Parallel Pip install
Question:
Our Django project is getting huge. We have hundreds of apps and use a ton of 3rd party python packages, many of which need to have C compiled. Our deployments are taking a long time when we need to create a new virtual environment for major releases. With that said, I’m looking to speed things up, starting with Pip. Does anyone know of a fork of Pip that will install packages in parallel?
Steps I’ve taken so far:
-
I’ve looked for a project that does just this with little success. I did find this Github Gist: https://gist.github.com/1971720 but the results are almost exactly the same as our single threaded friend.
-
I then found the Pip project on Github and started looking through the network of forks to see if I could find any commits that mentioned doing what I’m trying to do. It’s a mess in there. I will fork it and try to parallelize it myself if I have to, I just want to avoid spending time doing that.
-
I saw a talk at DjangoCon 2011 from ep.io explaining their deployment stuff and they mention parallelizing pip, shipping .so files instead of compiling C and mirroring Pypi, but they didn’t touch on how they did it or what they used.
Answers:
Have you analyzed the deployment process to see where the time really goes? It surprises me that running multiple parallel pip processes does not speed it up much.
If the time goes to querying PyPI and finding the packages (in particular when you also download from Github and other sources) then it may be beneficial to set up your own PyPI. You can host PyPI yourself and add the following to your requirements.txt
file (docs):
--extra-index-url YOUR_URL_HERE
or the following if you wish to replace the official PyPI altogether:
--index-url YOUR_URL_HERE
This may speed up download times as all packages are now found on a nearby machine.
A lot of time also goes into compiling packages with C code, such as PIL. If this turns out to be the bottleneck then it’s worth looking into compiling code in multiple processes. You may even be able to share compiled binaries between your machines (but many things would need to be similar, such as operating system, CPU word length, et cetera)
Will it help if you have your build system (e.g. Jenkins) build and install everything into a build-specific virtual environment directory?
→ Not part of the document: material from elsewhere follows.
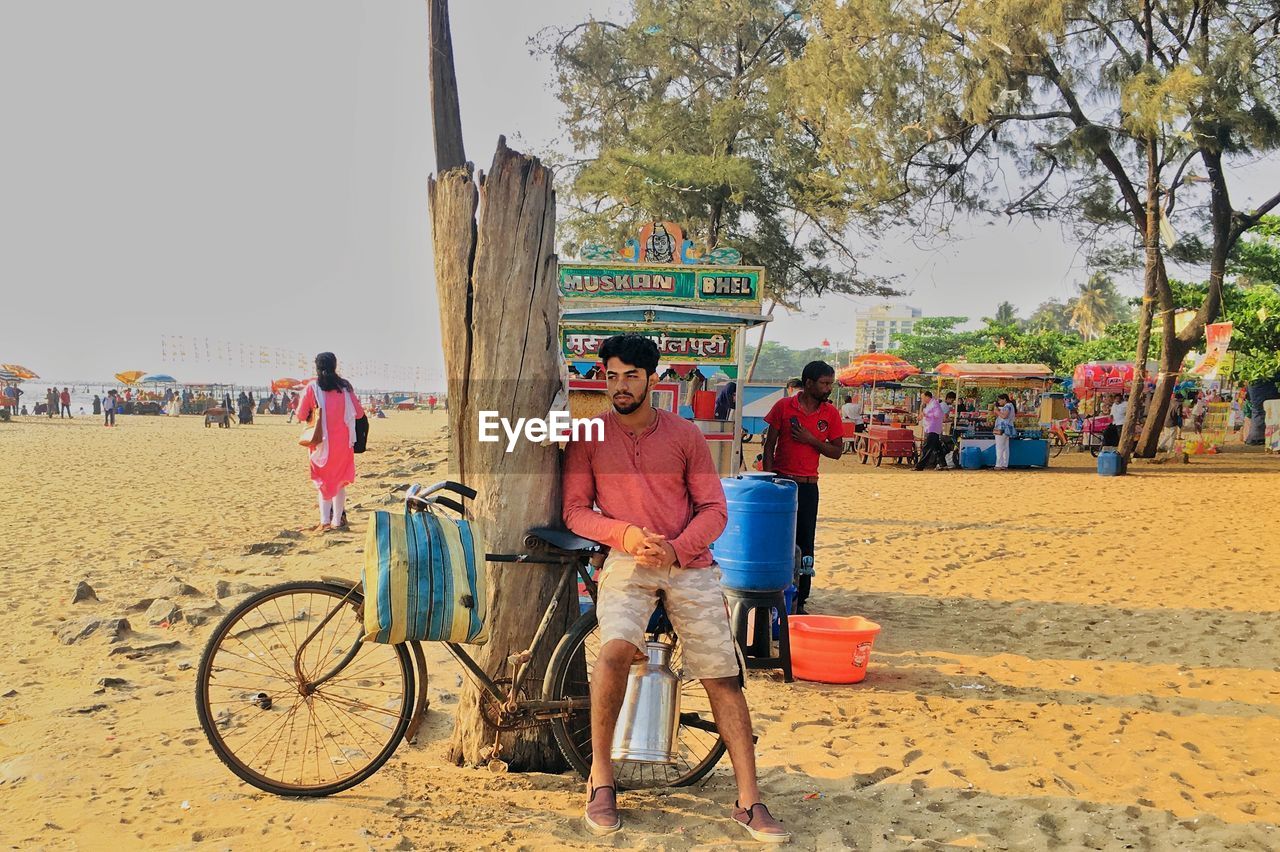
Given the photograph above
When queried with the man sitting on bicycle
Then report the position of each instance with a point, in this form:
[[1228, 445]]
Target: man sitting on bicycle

When the build succeeds, you make the virtual environment relocatable, tarball it and push the resulting tablall to your "released-tarballs" storage. At deploy time, you need to grab the latest tarball and unpack it on the destination host and then it should be ready to execute. So if it takes 2 seconds to download the tarball and 0.5 seconds to unpack it on the destination host, your deployment will take 2.5 seconds.
The advantage of this approach is that all package installations happen at build time, not at deploy time.
Caveat: your build system worker that builds/compiles/installs things into a virtual env must use same architecture as the target hardware. Also your production box provisioning system will need to take care of various C library dependencies that some Python packages may have (e.g. PIL
requires that libjpeg
installed before it can compile JPEG-related code, also things will break if libjpeg
is not installed on the target box)
It works well for us.
Making a virtual env relocatable:
virtualenv --relocatable /build/output/dir/build-1123423
In this example build-1123423
is a build-specific virtual env directory.
Parallel pip installation
This example uses xargs to parallelize the build process by approximately 4x. You can increase the parallelization factor with max-procs below (keep it approximately equal to your number of cores).
If you’re trying to e.g. speed up an imaging process that you’re doing over and over, it might be easier and definitely lower bandwidth consumption to just image directly on the result rather than do this each time, or build your image using pip -t or virtualenv.
Download and install packages in parallel, four at a time:
xargs --max-args=1 --max-procs=4 sudo pip install < requires.txt
Note: xargs has different parameter names on different Linux distributions. Check your distribution’s man page for specifics.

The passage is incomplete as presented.